|Knowledge Center Contents Previous Next Index|
Managing Software Licenses with LSF
Software licenses are valuable resources that must be fully utilized. This section discusses how LSF can help manage licensed applications to maximize utilization and minimize job failure due to license problems.
- Using Licensed Software with LSF
- Host-locked Licenses
- Counted Host-Locked Licenses
- Network Floating Licenses
Using Licensed Software with LSF
Many applications have restricted access based on the number of software licenses purchased. LSF can help manage licensed software by automatically forwarding jobs to licensed hosts, or by holding jobs in batch queues until licenses are available.
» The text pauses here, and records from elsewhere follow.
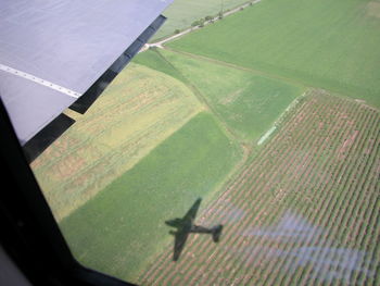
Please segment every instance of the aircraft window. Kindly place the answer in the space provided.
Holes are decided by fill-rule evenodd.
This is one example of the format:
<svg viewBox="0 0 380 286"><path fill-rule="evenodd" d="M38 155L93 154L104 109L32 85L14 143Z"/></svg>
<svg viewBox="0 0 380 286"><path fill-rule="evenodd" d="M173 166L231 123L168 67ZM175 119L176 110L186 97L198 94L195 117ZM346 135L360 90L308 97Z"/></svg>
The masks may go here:
<svg viewBox="0 0 380 286"><path fill-rule="evenodd" d="M30 160L75 258L138 285L379 285L380 2L163 14Z"/></svg>

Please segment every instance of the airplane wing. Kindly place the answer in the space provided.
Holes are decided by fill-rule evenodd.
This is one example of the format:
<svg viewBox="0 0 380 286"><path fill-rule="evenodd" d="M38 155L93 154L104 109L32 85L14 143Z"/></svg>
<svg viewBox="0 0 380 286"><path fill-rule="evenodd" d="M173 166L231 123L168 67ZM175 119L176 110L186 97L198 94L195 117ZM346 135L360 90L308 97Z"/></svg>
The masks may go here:
<svg viewBox="0 0 380 286"><path fill-rule="evenodd" d="M186 240L189 237L189 232L176 232L175 234L175 241L174 241L174 253L173 253L173 260L177 261L179 259L180 253L182 252L182 249L185 247Z"/></svg>
<svg viewBox="0 0 380 286"><path fill-rule="evenodd" d="M185 220L185 221L188 221L188 220L193 221L193 220L195 219L197 212L198 212L198 210L199 210L199 208L200 208L200 206L201 206L201 201L202 201L202 199L199 198L199 199L194 202L194 204L192 204L192 207L190 208L190 210L189 210L189 211L185 214L185 216L183 216L183 220Z"/></svg>
<svg viewBox="0 0 380 286"><path fill-rule="evenodd" d="M62 112L87 110L164 23L172 1L1 1L0 97L24 149L51 142L33 139L52 122L54 136L73 124Z"/></svg>

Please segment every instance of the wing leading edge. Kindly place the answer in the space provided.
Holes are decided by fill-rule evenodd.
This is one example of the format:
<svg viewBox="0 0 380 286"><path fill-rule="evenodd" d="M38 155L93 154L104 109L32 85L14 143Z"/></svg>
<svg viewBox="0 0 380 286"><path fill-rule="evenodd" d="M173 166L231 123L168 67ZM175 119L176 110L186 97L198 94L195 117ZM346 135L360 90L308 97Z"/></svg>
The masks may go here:
<svg viewBox="0 0 380 286"><path fill-rule="evenodd" d="M0 96L21 145L66 108L86 111L163 24L172 1L3 1Z"/></svg>

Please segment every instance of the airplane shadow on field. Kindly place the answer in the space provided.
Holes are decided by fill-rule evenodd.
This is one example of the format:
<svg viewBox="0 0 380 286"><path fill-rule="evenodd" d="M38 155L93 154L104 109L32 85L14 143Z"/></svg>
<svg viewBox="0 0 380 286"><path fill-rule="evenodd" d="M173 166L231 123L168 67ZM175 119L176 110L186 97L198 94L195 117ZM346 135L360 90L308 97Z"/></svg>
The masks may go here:
<svg viewBox="0 0 380 286"><path fill-rule="evenodd" d="M207 228L200 225L194 224L194 220L197 216L197 212L199 207L201 206L202 199L199 198L190 208L190 210L185 214L182 219L174 219L166 221L165 224L168 226L177 228L177 231L170 231L169 234L174 235L174 254L173 260L177 261L179 259L180 253L183 250L185 244L191 233L197 234L211 234L214 243L218 243L223 225L216 225L214 227Z"/></svg>

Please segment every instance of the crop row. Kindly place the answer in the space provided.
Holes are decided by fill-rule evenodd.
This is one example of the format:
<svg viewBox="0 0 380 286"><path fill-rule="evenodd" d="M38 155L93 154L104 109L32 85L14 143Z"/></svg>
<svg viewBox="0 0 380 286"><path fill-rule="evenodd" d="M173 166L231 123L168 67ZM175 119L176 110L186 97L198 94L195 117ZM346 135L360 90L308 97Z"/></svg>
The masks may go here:
<svg viewBox="0 0 380 286"><path fill-rule="evenodd" d="M339 112L331 108L337 105ZM191 237L178 262L170 261L170 247L141 283L373 284L379 126L377 111L331 96L308 96L201 212L200 223L225 224L221 243ZM281 216L290 211L295 219L288 223L295 225L282 225ZM343 264L349 256L356 256L357 264Z"/></svg>

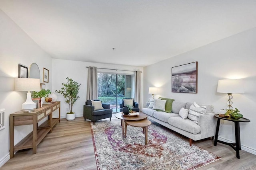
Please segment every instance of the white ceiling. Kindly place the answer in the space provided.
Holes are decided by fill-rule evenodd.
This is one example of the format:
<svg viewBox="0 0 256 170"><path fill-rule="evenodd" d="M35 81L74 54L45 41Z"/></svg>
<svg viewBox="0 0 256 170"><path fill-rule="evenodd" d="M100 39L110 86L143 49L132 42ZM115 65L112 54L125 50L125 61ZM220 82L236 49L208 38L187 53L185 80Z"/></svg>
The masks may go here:
<svg viewBox="0 0 256 170"><path fill-rule="evenodd" d="M255 0L0 0L0 8L53 58L140 66L256 27Z"/></svg>

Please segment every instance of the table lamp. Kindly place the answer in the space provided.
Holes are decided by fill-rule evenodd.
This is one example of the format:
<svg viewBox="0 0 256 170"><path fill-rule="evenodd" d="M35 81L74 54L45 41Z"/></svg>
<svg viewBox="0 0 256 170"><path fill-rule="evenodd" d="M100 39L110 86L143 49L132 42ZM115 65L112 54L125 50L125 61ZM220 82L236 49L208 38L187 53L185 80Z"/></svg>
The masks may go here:
<svg viewBox="0 0 256 170"><path fill-rule="evenodd" d="M152 94L152 98L154 99L154 95L158 93L158 88L157 87L150 87L148 89L148 94Z"/></svg>
<svg viewBox="0 0 256 170"><path fill-rule="evenodd" d="M31 99L30 91L40 91L40 79L39 78L15 78L15 91L28 91L27 100L22 105L22 109L26 113L34 111L36 104Z"/></svg>
<svg viewBox="0 0 256 170"><path fill-rule="evenodd" d="M242 83L241 79L223 79L219 80L218 82L217 88L218 93L224 93L228 94L227 109L229 110L233 109L232 106L233 102L231 100L233 98L232 93L244 93Z"/></svg>

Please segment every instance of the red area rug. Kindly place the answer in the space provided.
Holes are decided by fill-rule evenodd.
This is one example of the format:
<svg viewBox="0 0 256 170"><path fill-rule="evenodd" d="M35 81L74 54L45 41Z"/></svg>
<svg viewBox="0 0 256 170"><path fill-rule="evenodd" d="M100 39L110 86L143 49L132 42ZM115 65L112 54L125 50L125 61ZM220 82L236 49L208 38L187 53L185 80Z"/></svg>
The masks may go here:
<svg viewBox="0 0 256 170"><path fill-rule="evenodd" d="M98 170L194 170L221 158L154 124L148 145L141 128L127 126L122 139L120 124L120 120L91 124Z"/></svg>

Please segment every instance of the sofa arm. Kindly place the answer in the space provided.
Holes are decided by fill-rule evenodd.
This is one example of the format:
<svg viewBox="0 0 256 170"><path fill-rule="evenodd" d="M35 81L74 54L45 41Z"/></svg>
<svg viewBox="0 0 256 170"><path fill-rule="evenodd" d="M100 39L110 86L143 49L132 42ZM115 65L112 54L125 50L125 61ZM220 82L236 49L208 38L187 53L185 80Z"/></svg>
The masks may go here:
<svg viewBox="0 0 256 170"><path fill-rule="evenodd" d="M103 103L102 107L104 109L110 109L110 105L106 103Z"/></svg>
<svg viewBox="0 0 256 170"><path fill-rule="evenodd" d="M201 127L202 139L214 136L215 135L217 119L214 117L216 113L202 114L198 117L198 125Z"/></svg>

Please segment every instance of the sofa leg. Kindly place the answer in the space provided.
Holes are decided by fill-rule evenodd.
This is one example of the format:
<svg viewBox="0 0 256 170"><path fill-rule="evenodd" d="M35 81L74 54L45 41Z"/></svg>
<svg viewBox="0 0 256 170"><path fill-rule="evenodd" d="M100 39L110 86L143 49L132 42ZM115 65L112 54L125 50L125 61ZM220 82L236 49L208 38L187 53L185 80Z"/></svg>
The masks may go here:
<svg viewBox="0 0 256 170"><path fill-rule="evenodd" d="M189 145L191 147L191 146L192 146L192 141L193 141L193 140L192 139L189 139Z"/></svg>

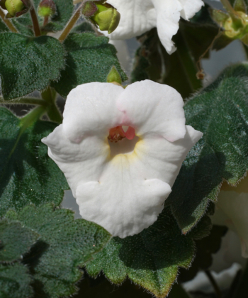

Host-locked software licenses allow users to run an unlimited number of copies of the product on each of the hosts that has a license.
Configuring host-locked licenses
You can configure a Boolean resource to represent the software license, and configure your application to require the license resource. When users run the application, LSF chooses the best host from the set of licensed hosts.
See Boolean resources for information about configuring Boolean resources.
See the Platform LSF Configuration Reference for information about the lsf.task file and instructions on configuring resource requirements for an application.
Counted Host-Locked Licenses
Counted host-locked licenses are only available on specific licensed hosts, but also place a limit on the maximum number of copies available on the host.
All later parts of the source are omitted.